Strangely, a certain coffee shop near St. George, UT, has been the location of a couple different experiences for me, memorable because there was something to them, other than scenery.




The coffee shop was located in an affluent housing development, at the foot of red cliffs. Until recently the coffee shop had a gift shop built into it -- the gift shop was trying to look like an Indian 'kiva.'  (Presumably the gift shop was "inspired" by the small Indian reservation, nearby.) 

It always seemed ironic and thought-provoking that Native American culture appeared so upscale and glamorous in the gift shop, with the expensive coffee table books, hand-carved wooden flutes, music, books, etc.; and yet, the genuine Indian reservation a mile down the road was a slum. (I rode my bicycle through this irony when I rode with a local club.)

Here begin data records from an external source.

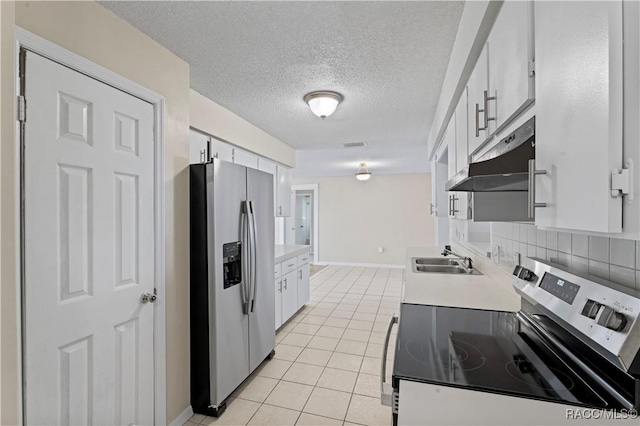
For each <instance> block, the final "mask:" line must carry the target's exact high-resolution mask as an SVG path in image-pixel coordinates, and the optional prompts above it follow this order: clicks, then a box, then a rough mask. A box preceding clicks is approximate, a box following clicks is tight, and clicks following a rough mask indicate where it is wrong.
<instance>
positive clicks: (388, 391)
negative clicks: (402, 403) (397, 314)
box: [380, 314, 398, 407]
mask: <svg viewBox="0 0 640 426" xmlns="http://www.w3.org/2000/svg"><path fill="white" fill-rule="evenodd" d="M397 323H398V317H397V316H396V314H393V316H392V317H391V320H390V321H389V325H388V326H387V335H386V336H385V338H384V346H383V347H382V361H381V365H380V402H381V403H382V405H386V406H388V407H392V406H393V386H392V384H391V383H387V382H386V377H387V352H388V350H389V340H390V339H391V330H392V329H393V324H397Z"/></svg>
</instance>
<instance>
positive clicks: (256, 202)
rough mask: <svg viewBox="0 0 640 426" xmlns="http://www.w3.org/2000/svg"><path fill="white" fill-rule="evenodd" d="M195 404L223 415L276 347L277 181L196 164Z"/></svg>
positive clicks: (195, 222)
mask: <svg viewBox="0 0 640 426" xmlns="http://www.w3.org/2000/svg"><path fill="white" fill-rule="evenodd" d="M189 176H190V209H191V211H190V249H191V252H190V255H191V302H190V304H191V405H192V408H193V411H194V412H196V413H200V414H206V415H210V416H216V417H217V416H219V415H220V414H222V412H223V411H224V409H225V408H226V402H225V401H226V399H227V398H228V397H229V395H231V393H232V392H233V391H234V390H235V389H236V388H237V387H238V386H239V385H240V384H241V383H242V382H243V381H244V380H245V379H246V378H247V377H248V376H249V375H250V374H251V372H253V371H254V370H255V369H256V367H258V366H259V365H260V363H262V361H264V360H265V359H266V358H271V357H273V354H274V352H273V350H274V347H275V313H274V309H275V290H274V287H273V274H274V258H273V256H274V215H273V212H274V209H273V177H272V176H271V175H270V174H268V173H264V172H261V171H259V170H254V169H250V168H247V167H244V166H241V165H238V164H233V163H228V162H226V161H221V160H218V159H217V158H214V159H213V160H212V161H211V162H209V163H206V164H194V165H191V166H190V173H189Z"/></svg>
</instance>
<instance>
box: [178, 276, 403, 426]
mask: <svg viewBox="0 0 640 426" xmlns="http://www.w3.org/2000/svg"><path fill="white" fill-rule="evenodd" d="M403 273H404V272H403V270H402V269H388V268H364V267H349V266H327V267H325V268H323V269H322V270H321V271H320V272H318V273H316V274H314V275H312V276H311V301H310V302H309V303H307V305H306V306H305V307H303V308H302V309H301V310H300V311H299V312H298V313H297V314H296V315H295V316H294V317H293V318H291V320H289V321H288V322H287V324H285V325H283V326H282V327H281V328H280V330H278V333H277V334H276V355H275V358H274V359H273V360H270V361H265V362H264V363H263V364H262V365H261V366H260V367H258V369H257V370H256V371H255V372H254V373H253V374H252V375H251V376H250V377H249V378H248V379H247V380H246V381H245V382H244V383H243V384H242V385H241V386H240V387H239V388H238V389H236V391H235V392H234V393H233V394H232V396H231V397H230V398H229V400H228V401H227V410H226V411H225V412H224V413H223V414H222V416H220V418H218V419H216V418H214V417H207V416H202V415H200V414H196V415H194V416H193V417H192V418H191V419H189V421H188V422H187V423H185V426H195V425H198V424H200V425H209V424H211V425H216V424H233V425H254V424H255V425H266V424H268V425H368V426H378V425H384V426H388V425H390V424H391V408H390V407H385V406H382V405H381V404H380V396H379V394H380V381H379V375H380V363H381V356H382V347H383V344H384V338H385V332H386V328H387V324H388V322H389V320H390V319H391V316H392V315H393V314H394V313H397V312H398V310H399V308H400V295H401V291H402V279H403ZM394 344H395V329H394V333H392V336H391V341H390V344H389V346H390V347H391V348H392V347H393V346H394ZM388 357H389V358H392V357H393V351H389V353H388ZM392 365H393V360H392V359H388V360H387V376H390V374H391V367H392ZM388 378H389V377H388Z"/></svg>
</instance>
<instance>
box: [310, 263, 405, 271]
mask: <svg viewBox="0 0 640 426" xmlns="http://www.w3.org/2000/svg"><path fill="white" fill-rule="evenodd" d="M314 265H327V266H329V265H330V266H355V267H364V268H390V269H404V265H394V264H384V263H351V262H317V263H314ZM320 272H322V271H320Z"/></svg>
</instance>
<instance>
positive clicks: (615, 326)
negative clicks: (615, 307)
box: [596, 306, 627, 331]
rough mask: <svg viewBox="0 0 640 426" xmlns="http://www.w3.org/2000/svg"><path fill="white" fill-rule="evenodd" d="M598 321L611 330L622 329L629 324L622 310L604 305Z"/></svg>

But this year the kiva-gift-shop had been converted to an expensive restaurant. Presumably the menu featured items 'sacred to the Native Americans,' while in actuality they probably came from the Sysco truck, as with most restaurant food in the USA.

So that was a disappointment. But on the positive side I was reading a book on Russian culture and literature. During the 1800s, intellectuals went through a period of romanticizing the peasants of "Holy Russia."

It was delicious to think about that delusion in Russia while standing in a place in Utah that featured an analogous delusion.  There is no idea too ridiculous to be universally popular with intellectuals at some time or some place.

This is one more opportunity to give an advertisement for the strangely satisfying experience of reading the right book in the right place, when traveling. But why is the satisfaction so profound? Perhaps it is because different planes of existence are temporarily and serendipitously overlapping.



Comments

XXXXX said…
Neat observation.
It is strange to see human nature for what it really is. That's some statement coming from you......different planes of existence temporarily and serendipitiously overlapping......I don't think it's different planes, just human nature in raw form. No matter whether it's here or Russia or wherever, we are subject to the same human condition.
This is what I would like to know. As you point out, the little gift shop cashes in on romanticizing the Native American. Why do most people succumb to such thoughts in one way or another.....why do we romanticize so much of life? Is it that reality is so cold?
Why did evolution put such a process within human beings? Is it because if we don't romanticize most of life, we lose motivation and drive, thus negatively impacting chances of survival?
George
"if we don't romanticize most of life..." That subject requires an entire post!